Baxter's Call to the Unconverted (55 pages in this volume) was as well known as Pilgrims Progress (and Paradise Lost) for almost two centuries. It is a Puritan evangelistic remonstration and persuasion. So also is Now or Never (48 pages) and 'Direction to a Sound Conversion (113 pages). How small is the range of evangelistic reasonings employed by us today by comparison with the Puritans!
Baxter's extended tracts and treatises are full of help and stimulation for evangelistic preaching and pastoral exhortation. His very full - The Mischiefs of Self-Ignorance and the Benefits of Self-Acquaintance is a textbook in itself for shepherding or counselling.

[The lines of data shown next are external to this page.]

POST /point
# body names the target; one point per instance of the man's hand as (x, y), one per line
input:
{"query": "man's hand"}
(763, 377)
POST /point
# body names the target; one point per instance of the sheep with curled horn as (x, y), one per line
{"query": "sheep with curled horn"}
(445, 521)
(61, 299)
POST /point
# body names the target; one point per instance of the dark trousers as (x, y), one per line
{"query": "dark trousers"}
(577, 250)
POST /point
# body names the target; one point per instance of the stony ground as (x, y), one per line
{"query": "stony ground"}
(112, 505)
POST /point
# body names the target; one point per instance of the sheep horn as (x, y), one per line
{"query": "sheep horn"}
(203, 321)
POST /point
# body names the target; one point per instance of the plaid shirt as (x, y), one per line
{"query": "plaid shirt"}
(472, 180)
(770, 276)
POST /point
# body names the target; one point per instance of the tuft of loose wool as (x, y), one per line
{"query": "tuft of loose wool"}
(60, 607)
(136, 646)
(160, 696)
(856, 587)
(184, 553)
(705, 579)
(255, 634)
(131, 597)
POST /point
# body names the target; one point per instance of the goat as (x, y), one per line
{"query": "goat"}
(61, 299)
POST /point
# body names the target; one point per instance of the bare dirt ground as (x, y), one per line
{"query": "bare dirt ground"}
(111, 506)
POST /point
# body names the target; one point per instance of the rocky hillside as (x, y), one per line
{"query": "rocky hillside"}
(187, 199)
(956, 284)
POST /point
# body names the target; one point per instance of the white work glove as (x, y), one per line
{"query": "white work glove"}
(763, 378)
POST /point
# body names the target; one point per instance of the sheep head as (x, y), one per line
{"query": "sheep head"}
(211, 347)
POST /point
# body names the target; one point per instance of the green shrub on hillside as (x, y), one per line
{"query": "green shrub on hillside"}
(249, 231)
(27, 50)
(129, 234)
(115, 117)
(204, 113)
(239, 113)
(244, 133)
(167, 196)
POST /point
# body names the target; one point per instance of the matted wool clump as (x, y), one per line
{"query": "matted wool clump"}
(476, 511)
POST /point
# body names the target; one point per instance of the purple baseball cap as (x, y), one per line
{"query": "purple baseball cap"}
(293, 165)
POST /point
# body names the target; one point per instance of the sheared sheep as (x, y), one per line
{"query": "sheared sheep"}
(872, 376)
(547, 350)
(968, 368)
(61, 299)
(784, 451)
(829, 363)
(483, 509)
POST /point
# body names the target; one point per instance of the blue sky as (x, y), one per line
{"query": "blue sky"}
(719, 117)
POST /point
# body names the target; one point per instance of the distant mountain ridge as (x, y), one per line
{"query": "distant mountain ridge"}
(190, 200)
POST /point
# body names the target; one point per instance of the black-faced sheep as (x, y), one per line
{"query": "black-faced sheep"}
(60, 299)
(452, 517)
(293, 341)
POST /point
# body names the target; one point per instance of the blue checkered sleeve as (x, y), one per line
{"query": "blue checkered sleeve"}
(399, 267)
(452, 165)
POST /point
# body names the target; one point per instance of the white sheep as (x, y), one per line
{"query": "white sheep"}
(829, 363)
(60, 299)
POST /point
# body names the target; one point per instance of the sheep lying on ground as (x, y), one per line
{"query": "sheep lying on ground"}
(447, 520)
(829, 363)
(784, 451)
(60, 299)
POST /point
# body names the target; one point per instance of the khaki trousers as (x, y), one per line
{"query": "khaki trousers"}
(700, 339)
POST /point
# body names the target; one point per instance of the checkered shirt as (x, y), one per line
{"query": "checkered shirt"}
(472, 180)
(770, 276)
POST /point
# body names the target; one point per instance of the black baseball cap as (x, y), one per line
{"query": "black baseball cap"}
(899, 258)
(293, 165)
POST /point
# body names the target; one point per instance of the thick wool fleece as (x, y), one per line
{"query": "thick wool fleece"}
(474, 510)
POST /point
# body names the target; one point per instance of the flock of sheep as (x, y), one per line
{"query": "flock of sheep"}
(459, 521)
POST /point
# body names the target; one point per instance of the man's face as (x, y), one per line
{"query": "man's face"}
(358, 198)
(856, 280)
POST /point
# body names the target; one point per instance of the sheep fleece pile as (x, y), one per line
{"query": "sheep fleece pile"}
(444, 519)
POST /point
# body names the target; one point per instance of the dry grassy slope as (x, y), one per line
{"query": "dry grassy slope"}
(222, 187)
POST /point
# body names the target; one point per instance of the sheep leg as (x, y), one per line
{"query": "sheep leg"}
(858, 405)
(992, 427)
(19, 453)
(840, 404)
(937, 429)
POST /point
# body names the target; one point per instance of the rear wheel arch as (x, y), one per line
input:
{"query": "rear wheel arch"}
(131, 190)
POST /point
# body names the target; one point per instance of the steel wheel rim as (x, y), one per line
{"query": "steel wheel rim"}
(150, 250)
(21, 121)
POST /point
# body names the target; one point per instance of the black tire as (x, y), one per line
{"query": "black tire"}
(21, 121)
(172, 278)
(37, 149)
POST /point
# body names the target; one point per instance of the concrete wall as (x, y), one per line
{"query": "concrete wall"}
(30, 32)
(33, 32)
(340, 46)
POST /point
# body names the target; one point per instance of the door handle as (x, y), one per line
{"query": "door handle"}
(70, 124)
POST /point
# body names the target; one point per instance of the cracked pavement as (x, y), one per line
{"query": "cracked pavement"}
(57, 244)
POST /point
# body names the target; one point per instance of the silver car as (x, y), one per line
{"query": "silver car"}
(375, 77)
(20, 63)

This Hendrickson edition is very well presented and with this publisher long print-runs come out at a bargain price. A really worthwhile gift and highly recommended. This volume includes the remarkable - Saints Everlasting Rest; also - The Divine Life; A Treatise of Conversion; A Call to the Unconverted; Now or Never; Directions and Persuasions to a Sound Conversion; Directions for Weak Distempered Christians; The Character of a Sound, Confirmed Christian; The Mischiefs of Self-Ignorance and the Benefits of Self-Acquaintance; and Dying Thoughts.
This outstanding Puritan, who lived 1615-1692, knew turbulent times, being frequently fined and imprisoned (once for eighteen months when past seventy).